Contudo, ora também dá sinais de uma atuação mais ao modo de Francisco, mais pastoral e preocupada com temas sociais e planetários, a ser pastor com “cheiro de ovelhas”, como bem especificou Francisco dever ser a identidade do bispo e dos líderes da Igreja, que têm a missão de servir em conformidade com o serviço de doação do próprio Cristo. E, na verdade, não são atuações que se opõem, mas que se complementam. Afinal o cristianismo é, em muitos aspectos, uma religião de paradoxos, em que mais do que ou/ou, vale o e/e. E talvez seja isso que Leão XIV pretenda evidenciar, e que a Igreja carece nesse momento: saber que sensibilidade humana/pastoral e clareza doutrinal são complementares, e que um Papa deve zelar por ambas as perspectivas em um pontificado. Para a doutrina católica, o Papa é o sucessor de Pedro, e a fundamental missão petrina é a de “confirmar na fé” os cristãos, isto é, confirmar na fé (doutrina) e na caridade, pois a caridade sem a doutrina é ação social, política ou filantrópica que não requer ser cristão para realizá-la, e doutrina sem caridade/ação e preocupação social é fé morta, apenas teoria filosófica-teológica que não transforma a vida das pessoas.

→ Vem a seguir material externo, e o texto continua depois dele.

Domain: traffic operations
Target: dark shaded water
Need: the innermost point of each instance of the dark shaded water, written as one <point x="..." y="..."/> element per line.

Minha primeira impressão é a de que Leão XIV busca unir o que muitos enxergavam, nos dois ou três últimos pontificados, estar de certa forma separado ou extremado para um lado ou outro, a criar Papas de “estimação” para grupos e teologias na Igreja. Leão XIV, entrementes, parece, neste primeiro momento, buscar a harmonia entre a razão da fé e a ação de amor, entre doutrina e pastoral, já que elas devem se retroalimentar. Como no famoso bolero de Aldir Blanc e João Bosco, interpretado por Elis Regina, pode-se dizer que um pontificado assim é (ou será? ou seria?) “voz que acalma”, pois “são dois [passos] pra lá, dois pra cá”. Aprender a dançar assim, dois pra lá, dois pra cá, permite não se afastar do ritmo correto. Ser o fiel desta balança e o condutor deste bolero, nos tempos que correm, parece ser seu enorme, mas imprescindível, desafio.